Almost every student who goes to Walla Walla University lives in the dorm at some point, but adjusting to residence life can be difficult. Roommates, communal showers, and curfews are all things dorm students must navigate. Luckily, the residence life team is committed to helping students conquer these challenges.
Residence Life Team
There are essentially five groups of people who work for the dorms.
The first group is solely comprised of the Director of Residential Life and Housing, Jon Nickell. Nickell oversees the four dormitories, Conard, Foreman, Sittner, and Meske, as well as village housing.
Nickell works closely with the associate deans who are each in charge of a different core area for all the residence halls. This group is comprised of Paul Starkebaum, Victoria Stagg, Katherine Gonzales, and Anthony Handal. The associate deans do more of the day-to-day work for the dorms.
The resident deans are a group of 10 students, 5 women and 5 men, who do hands-on work with projects in the dorms. These students are chosen carefully because they are leaders in the dorms and work with the associate deans to bring a student perspective to residence life.
Resident Assistants, or RAs, have the most contact with students and live in the halls of the dorms. Although one of their main responsibilities is to do night check, the RAs’ main job is to be helpful to residents. RAs receive 40 hours of training prior to the start of school in areas such as mental health and emergency procedures. They are also available from 9-11 p.m. during night check and the hall hours that immediately follow for students to ask questions such as how to get involved in small groups, where to find study spaces, issues they are having with roommates or their own mental health, and more.
The fifth group is the front desk workers. This position is filled by students who man the front desks of Foreman and Sittner in shifts 24/7. These students are the front lines of the dorms as they field questions, answer calls, and greet people.
It is important to note that, although the residence halls are separated by sex, residence life works together as one team. This is why it is not uncommon to see male associate deans working in the Foreman office, or to have female front desk workers in the Sittner lobby, and why all residence life employees meet every Wednesday for one hour. Creating a cohesive team is one of the top priorities of residence life.
Other things residents need to be aware of are the various amenities available to them. Each dorm has many different lounges, kitchens, and study spots open to students at all times. Each dorm has a fitness area: Muscles in Motion for the women's dorms (which just received upgraded equipment) and the Fitness Factory for the men's dorms. There are also communal washing machines and dryers which are free of charge in each dorm.
Starkebaum emphasized that if something is broken in a student’s room or in a communal area, they should discuss it with their RA and submit a work order at https://workorder.wallawalla.edu/.
Mini Refrigerators are for sale in the dorms and students should contact a dean to learn more.

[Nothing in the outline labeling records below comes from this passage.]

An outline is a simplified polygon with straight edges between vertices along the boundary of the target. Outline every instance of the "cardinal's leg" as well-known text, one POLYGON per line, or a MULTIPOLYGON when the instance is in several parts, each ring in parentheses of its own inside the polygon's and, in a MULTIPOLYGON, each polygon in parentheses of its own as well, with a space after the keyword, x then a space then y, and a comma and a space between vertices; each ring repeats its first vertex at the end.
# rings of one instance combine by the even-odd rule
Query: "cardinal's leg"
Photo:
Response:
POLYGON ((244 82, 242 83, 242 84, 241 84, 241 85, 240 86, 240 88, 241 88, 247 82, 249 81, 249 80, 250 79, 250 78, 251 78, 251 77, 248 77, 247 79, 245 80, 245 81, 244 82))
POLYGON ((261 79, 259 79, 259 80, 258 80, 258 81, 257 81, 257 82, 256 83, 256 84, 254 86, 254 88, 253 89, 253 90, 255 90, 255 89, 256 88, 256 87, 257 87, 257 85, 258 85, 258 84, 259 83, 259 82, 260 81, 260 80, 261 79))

Curfew, Lock Outs, and Visits
Curfew is tied to students’ ages. If a student is 18 or younger, their curfew is 1 a.m. If a student is 19-20, their curfew is 2 a.m. If a student is 21 or older, their curfew is 5 a.m.
If a student gets locked out of their room for some reason, they should go to the front desk of the dorms where they will receive a temporary key to their room and pay a $5 lock out fee.
The lobbies of Sittner and Foreman are open to all students until 10 p.m. Village students are allowed beyond the lobbies of the dorm past 10 p.m. but must show their ID to residence hall staff if asked.
The residence life team, especially the RAs and front desk workers, are trained to help students, so students should remember that if they have any questions about life on the WWU campus, they are encouraged to reach out to a member of the residence life team.
Starkebaum said of his goal for this school year, “I’m looking forward to working with students for the best possible experience. Walla Walla University is a great place, a unique place, that I hope students are coming here to embrace and we’re hoping to be a part of that. We’re here to problem solve with students.”